C'est ainsi qu'il lui sera rendu:
A qui le cherche ainsi, c'est ainsi qu'il est dû. 1590
ATTALE.
Ah! Seigneur, c'est tout perdre, et livrer à sa rage
Tout ce qui de plus près touche votre courage;
Et j'ose dire ici que Votre Majesté [977]
Aura peine elle-même à trouver sûreté.
PRUSIAS.
Il faut donc se résoudre à tout ce qu'il m'ordonne, 1595
Lui rendre Nicomède avecque ma couronne:
Je n'ai point d'autre choix; et s'il est le plus fort,
Je dois à son idole ou mon sceptre ou la mort.
FLAMINIUS.
Seigneur, quand ce dessein auroit quelque justice,
Est-ce à vous d'ordonner que ce prince périsse? 1600
Quel pouvoir sur ses jours vous demeure permis?
C'est l'otage de Rome, et non plus votre fils:
Je dois m'en souvenir, quand son père l'oublie.
C'est attenter sur nous qu'ordonner de sa vie;
J'en dois compte au sénat, et n'y puis consentir. 1605
Ma galère est au port toute prête à partir;
Le palais y répond par la porte secrète:
Si vous le voulez perdre, agréez ma retraite;
Souffrez que mon départ fasse connoître à tous
Que Rome a des conseils plus justes et plus doux; 1610
Et ne l'exposez pas à ce honteux outrage
De voir à ses yeux même immoler son otage.
ARSINOÉ.
Me croirez-vous, Seigneur, et puis-je m'expliquer?
Ah! rien de votre part ne sauroit me choquer [978]:
Parlez.
ARSINOÉ.
Le ciel m'inspire un dessein dont j'espère 1615
Et satisfaire Rome et ne vous pas déplaire.
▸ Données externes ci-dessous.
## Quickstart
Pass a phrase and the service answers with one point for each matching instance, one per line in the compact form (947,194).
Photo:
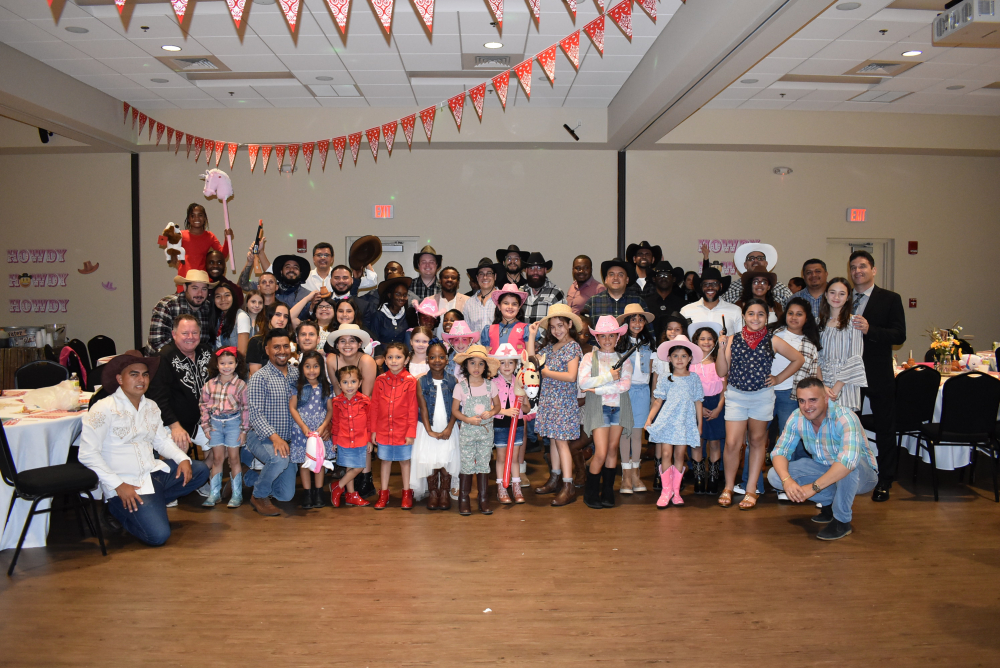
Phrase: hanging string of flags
(620,14)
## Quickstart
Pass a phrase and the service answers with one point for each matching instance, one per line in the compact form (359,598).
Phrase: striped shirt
(840,438)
S'il est prêt à partir, il peut en ce moment
Enlever avec lui son otage aisément:
Cette porte secrète ici nous favorise;
Mais pour faciliter d'autant mieux l'entreprise, 1620
Montrez-vous à ce peuple, et flattant son courroux,
Amusez-le du moins à débattre avec vous:
Faites-lui perdre temps, tandis qu'en assurance
La galère s'éloigne avec son espérance;
S'il force le palais, et ne l'y trouve plus, 1625
Vous ferez comme lui le surpris, le confus;
Vous accuserez Rome, et promettrez vengeance
Sur quiconque sera de son intelligence.
Vous envoierez après, sitôt qu'il sera jour,
Et vous lui donnerez l'espoir d'un prompt retour, 1630
Où mille empêchements que vous ferez vous-même
Pourront de toutes parts aider au stratagème.
Quelque aveugle transport qu'il témoigne aujourd'hui,
Il n'attentera rien tant qu'il craindra pour lui,
Tant qu'il présumera son effort inutile. 1635
Ici la délivrance en paroît trop facile;
Et s'il l'obtient, Seigneur, il faut fuir vous et moi:
S'il le voit à sa tête, il en fera son roi;
Vous le jugez vous-même.
PRUSIAS.
Ah! j'avouerai, Madame,
Que le ciel a versé ce conseil dans votre âme. 1640
Seigneur, se peut-il voir rien de mieux concerté?
FLAMINIUS.
Il vous assure et vie, et gloire, et liberté;
Et vous avez d'ailleurs Laodice en otage;
Mais qui perd temps ici perd tout son avantage.
PRUSIAS.
Il n'en faut donc plus perdre: allons-y de ce pas. 1645
ARSINOÉ.
Ne prenez avec vous qu'Araspe et trois soldats:
Peut-être un plus grand nombre auroit quelque infidèle.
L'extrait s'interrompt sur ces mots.